If an application does not need to be supported by a full blown relational database, NoSQL is the easiest, most scalable, and most straightforward value. One of the main differences between NoSQL and MySQL is NoSQL’s schema-less nature. With MySQL, the application always needs to be aware of the data model of the schema. Since there is no schema in NoSQL databases, querying is impossible however this permits the database to (almost) automatically change as the application is developed.
There are three varieties of NoSQL databases: the widely accepted document based databases, such as Mongo, that allow for effortless storage and retrieval of document based objects; key value stores where the values put in are what you get out, with the scaling abilities; and the Hadoop family of products used primarily for data crunching and processing which is currently replacing the older business intelligence systems like Oracle, decreasing the processing time to provide answers in minutes, and even seconds.

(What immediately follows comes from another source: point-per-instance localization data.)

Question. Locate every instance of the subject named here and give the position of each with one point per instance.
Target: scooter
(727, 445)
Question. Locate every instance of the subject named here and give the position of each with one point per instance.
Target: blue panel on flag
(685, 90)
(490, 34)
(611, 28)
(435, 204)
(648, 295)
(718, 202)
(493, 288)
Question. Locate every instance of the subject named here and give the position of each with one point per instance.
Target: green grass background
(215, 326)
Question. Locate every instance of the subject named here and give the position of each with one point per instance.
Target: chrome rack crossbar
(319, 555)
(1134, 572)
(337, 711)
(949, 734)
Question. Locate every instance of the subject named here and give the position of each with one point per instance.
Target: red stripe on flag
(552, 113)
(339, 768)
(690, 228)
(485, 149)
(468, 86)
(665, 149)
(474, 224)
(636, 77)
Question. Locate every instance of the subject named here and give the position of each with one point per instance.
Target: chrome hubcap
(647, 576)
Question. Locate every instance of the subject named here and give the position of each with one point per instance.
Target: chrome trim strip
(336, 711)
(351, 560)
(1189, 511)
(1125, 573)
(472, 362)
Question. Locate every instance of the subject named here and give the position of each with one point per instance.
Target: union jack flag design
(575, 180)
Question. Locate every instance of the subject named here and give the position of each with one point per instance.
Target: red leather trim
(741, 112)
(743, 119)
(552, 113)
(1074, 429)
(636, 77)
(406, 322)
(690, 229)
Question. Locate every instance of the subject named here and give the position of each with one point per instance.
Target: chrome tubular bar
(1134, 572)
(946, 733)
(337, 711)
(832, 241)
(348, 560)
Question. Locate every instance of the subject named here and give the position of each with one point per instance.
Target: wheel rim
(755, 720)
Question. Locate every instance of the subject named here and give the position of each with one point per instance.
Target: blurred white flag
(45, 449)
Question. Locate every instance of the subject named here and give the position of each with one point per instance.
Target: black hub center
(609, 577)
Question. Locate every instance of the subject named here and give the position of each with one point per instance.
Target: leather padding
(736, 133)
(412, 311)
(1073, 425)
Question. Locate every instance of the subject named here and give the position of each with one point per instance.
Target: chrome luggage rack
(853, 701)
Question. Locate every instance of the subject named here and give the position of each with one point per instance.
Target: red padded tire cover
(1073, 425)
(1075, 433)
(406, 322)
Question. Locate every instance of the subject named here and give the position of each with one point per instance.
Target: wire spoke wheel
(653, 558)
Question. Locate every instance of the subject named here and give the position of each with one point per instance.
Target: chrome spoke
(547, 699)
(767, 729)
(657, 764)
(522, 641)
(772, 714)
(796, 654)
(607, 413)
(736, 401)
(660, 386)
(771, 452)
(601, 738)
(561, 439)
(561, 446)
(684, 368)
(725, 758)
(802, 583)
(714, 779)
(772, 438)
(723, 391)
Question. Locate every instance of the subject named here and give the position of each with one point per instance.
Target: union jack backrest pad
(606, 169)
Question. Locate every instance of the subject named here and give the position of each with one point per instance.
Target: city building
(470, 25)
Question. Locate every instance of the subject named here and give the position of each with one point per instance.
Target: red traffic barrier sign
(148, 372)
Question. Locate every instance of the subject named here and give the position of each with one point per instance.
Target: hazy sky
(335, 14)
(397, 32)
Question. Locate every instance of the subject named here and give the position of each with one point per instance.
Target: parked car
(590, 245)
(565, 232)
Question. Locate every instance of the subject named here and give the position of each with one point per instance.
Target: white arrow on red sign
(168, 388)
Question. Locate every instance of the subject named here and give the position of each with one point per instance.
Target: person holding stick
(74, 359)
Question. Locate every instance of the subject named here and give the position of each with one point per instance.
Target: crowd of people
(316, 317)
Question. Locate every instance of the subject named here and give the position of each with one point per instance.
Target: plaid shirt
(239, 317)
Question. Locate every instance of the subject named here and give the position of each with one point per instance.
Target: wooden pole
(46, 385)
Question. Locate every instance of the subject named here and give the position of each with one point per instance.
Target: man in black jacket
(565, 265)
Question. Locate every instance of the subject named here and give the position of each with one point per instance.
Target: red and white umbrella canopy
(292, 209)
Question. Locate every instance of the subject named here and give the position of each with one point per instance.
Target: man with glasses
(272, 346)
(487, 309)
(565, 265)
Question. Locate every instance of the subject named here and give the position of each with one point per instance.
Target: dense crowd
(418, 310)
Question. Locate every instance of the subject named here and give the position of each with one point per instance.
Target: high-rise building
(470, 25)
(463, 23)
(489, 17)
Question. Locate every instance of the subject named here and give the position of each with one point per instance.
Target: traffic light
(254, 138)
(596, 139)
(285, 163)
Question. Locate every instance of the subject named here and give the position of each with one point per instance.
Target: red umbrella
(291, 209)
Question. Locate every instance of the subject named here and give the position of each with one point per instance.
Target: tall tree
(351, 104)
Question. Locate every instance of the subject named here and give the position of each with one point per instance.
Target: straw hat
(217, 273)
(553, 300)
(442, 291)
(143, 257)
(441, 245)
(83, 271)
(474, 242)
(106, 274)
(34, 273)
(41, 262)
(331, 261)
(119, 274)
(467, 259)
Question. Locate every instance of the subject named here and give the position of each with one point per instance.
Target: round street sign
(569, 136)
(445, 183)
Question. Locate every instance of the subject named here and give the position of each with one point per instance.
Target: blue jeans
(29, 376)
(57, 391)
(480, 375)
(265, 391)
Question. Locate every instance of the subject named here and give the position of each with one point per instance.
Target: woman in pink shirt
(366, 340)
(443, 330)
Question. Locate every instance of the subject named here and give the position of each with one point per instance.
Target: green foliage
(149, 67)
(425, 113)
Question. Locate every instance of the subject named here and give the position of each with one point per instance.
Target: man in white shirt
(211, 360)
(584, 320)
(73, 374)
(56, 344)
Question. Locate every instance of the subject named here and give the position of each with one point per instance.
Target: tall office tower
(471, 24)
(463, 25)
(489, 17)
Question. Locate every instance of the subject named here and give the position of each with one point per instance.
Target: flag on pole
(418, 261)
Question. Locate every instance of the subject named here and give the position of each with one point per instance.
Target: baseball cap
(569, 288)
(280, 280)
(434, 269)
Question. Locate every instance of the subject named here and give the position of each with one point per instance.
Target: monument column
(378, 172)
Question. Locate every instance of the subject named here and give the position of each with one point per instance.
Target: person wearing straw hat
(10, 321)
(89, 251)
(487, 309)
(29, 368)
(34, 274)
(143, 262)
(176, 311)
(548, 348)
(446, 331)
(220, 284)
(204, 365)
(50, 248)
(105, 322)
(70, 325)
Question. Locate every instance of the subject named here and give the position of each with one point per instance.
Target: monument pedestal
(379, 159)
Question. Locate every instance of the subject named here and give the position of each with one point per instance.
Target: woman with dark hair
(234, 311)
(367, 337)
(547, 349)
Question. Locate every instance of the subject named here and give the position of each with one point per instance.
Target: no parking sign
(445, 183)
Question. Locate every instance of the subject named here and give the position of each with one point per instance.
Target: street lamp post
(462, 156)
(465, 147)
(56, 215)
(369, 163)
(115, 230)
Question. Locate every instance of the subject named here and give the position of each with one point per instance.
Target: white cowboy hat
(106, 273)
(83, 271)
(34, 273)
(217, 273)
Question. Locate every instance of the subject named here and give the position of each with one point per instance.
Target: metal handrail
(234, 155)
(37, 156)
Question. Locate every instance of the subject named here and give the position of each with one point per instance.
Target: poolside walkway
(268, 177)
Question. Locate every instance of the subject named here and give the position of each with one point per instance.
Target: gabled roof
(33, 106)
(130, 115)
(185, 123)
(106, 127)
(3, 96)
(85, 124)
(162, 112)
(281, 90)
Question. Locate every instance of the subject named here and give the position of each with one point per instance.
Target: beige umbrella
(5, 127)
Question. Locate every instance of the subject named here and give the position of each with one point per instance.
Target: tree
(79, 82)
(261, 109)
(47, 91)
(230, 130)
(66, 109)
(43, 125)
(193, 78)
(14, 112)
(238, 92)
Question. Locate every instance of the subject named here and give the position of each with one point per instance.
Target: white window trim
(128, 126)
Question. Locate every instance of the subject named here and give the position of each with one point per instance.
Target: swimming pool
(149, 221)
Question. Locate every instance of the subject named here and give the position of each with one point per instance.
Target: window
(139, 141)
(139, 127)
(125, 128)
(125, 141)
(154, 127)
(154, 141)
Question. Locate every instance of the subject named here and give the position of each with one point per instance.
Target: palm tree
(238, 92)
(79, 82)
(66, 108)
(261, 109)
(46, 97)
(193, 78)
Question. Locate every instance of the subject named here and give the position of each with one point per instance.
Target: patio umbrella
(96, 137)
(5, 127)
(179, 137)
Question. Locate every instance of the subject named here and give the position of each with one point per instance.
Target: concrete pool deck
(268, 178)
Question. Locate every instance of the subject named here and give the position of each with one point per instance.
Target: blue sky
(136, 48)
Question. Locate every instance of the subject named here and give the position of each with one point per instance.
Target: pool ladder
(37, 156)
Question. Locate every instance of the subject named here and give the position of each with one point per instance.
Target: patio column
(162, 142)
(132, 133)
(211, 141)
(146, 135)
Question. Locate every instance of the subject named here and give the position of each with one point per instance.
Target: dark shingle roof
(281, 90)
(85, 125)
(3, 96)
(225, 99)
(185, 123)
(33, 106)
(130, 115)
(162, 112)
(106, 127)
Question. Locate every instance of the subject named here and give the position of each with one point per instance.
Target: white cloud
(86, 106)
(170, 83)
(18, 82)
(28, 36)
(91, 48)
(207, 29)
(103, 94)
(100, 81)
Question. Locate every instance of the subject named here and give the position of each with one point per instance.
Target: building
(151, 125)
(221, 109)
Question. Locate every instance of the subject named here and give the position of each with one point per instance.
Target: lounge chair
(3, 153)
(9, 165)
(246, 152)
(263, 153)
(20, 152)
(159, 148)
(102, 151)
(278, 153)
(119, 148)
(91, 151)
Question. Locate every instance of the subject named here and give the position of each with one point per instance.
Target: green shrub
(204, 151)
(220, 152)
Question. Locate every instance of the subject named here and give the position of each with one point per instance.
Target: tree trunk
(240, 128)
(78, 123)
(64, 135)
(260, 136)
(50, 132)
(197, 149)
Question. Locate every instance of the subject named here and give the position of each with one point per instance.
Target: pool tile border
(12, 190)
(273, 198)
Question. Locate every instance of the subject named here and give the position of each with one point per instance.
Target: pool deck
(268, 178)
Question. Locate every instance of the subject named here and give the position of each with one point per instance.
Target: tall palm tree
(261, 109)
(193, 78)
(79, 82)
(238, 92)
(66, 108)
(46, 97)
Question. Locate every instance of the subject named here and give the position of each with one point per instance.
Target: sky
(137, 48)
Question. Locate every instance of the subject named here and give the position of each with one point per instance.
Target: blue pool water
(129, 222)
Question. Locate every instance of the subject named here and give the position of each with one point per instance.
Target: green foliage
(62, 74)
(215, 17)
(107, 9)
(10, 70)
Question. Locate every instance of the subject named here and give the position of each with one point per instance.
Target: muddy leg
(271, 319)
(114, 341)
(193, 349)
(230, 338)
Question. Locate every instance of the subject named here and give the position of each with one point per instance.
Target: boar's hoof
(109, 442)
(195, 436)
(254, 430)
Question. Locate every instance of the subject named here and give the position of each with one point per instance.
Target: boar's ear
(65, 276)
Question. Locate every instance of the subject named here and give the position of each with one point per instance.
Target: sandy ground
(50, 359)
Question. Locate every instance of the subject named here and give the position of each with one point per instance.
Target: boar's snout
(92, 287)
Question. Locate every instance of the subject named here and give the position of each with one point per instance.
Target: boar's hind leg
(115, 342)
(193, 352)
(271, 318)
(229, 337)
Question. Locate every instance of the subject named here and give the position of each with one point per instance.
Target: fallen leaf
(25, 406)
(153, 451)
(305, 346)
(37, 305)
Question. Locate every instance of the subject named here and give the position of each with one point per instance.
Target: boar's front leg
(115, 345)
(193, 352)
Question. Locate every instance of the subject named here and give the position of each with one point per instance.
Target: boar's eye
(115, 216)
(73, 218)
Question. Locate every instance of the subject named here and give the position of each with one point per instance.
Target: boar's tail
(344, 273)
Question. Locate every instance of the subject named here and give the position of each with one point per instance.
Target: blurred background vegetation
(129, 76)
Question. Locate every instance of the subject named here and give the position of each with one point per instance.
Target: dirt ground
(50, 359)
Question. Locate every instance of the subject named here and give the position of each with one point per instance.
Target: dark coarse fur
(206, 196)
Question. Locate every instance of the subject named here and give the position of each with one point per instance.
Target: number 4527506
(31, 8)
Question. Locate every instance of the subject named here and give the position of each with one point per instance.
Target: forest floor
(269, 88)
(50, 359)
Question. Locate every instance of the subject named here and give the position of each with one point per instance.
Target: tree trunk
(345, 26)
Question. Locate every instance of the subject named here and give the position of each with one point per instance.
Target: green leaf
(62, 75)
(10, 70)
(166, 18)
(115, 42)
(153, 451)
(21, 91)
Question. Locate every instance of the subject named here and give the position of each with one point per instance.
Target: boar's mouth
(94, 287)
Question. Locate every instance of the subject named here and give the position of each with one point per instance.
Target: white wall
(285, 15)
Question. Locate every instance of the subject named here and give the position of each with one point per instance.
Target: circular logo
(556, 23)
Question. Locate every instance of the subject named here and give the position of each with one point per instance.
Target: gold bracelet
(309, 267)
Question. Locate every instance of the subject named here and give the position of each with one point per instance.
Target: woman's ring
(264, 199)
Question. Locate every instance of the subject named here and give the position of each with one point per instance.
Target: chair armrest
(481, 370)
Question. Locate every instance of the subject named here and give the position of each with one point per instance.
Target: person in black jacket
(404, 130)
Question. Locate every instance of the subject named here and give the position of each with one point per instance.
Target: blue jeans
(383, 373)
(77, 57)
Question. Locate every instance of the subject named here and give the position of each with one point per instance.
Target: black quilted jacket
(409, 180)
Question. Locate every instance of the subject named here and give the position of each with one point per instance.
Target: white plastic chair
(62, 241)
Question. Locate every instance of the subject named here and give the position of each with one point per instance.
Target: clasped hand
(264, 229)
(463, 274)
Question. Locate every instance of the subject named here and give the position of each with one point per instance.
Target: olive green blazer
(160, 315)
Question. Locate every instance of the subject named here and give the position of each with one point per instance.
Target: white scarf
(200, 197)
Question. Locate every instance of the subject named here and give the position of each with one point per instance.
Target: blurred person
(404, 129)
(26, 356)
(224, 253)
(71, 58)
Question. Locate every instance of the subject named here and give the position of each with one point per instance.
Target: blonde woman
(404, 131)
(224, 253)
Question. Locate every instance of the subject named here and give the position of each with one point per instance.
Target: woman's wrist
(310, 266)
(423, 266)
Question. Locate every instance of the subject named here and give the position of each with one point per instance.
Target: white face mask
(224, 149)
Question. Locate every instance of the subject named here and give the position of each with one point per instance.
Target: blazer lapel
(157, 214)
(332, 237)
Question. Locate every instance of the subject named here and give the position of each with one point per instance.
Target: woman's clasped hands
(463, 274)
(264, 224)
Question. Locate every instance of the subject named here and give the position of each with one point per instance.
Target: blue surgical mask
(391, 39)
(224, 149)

If a modern web-scale application requires ACID compliancy, the most efficient way to work now-a-days is by utilizing both SQL and NoSQL in order to get the best performance out of your database.
Where does ScaleBase fit in?
As a developer, if you are approaching a very large data set and dealing with an escalating number of transactions, you can do one of three things:
- You can change from MySQL to Oracle, which will buy you a bit more time, since Oracle can process much more than MySQL, bearing in mind that Oracle will reach a cut-off point, as well.
- You can switch to a full blown NoSQL, losing acidity, the ability to manipulate the data relationally.
- You can do something in between, which would take MySQL, remove the barriers, and make it look as if it’s a NoSQL database in terms of scale, which is what ScaleBase does.
These are the three options available if you have already hit the threshold for database scalability or anticipate your application getting to scales that are not manageable by the more well-known database hardware and software of today.
The actual ScaleBase process involves, taking a MySQL database that either is hitting or is on the verge of hitting a wall in terms of scale capability, specifically by size, and dividing it up into multiple pieces of data, making the database a cluster. After inspecting the schema, a recommendation is made regarding the best way to distribute the data, which is then analyzed, optimized and distributed across as many nodes as necessary. With a virtually linear growth rate, the number of potential application processes is greatly increased. Being the sole provider of such a service, Scalebase has created a truly revolutionary achievement in the database market.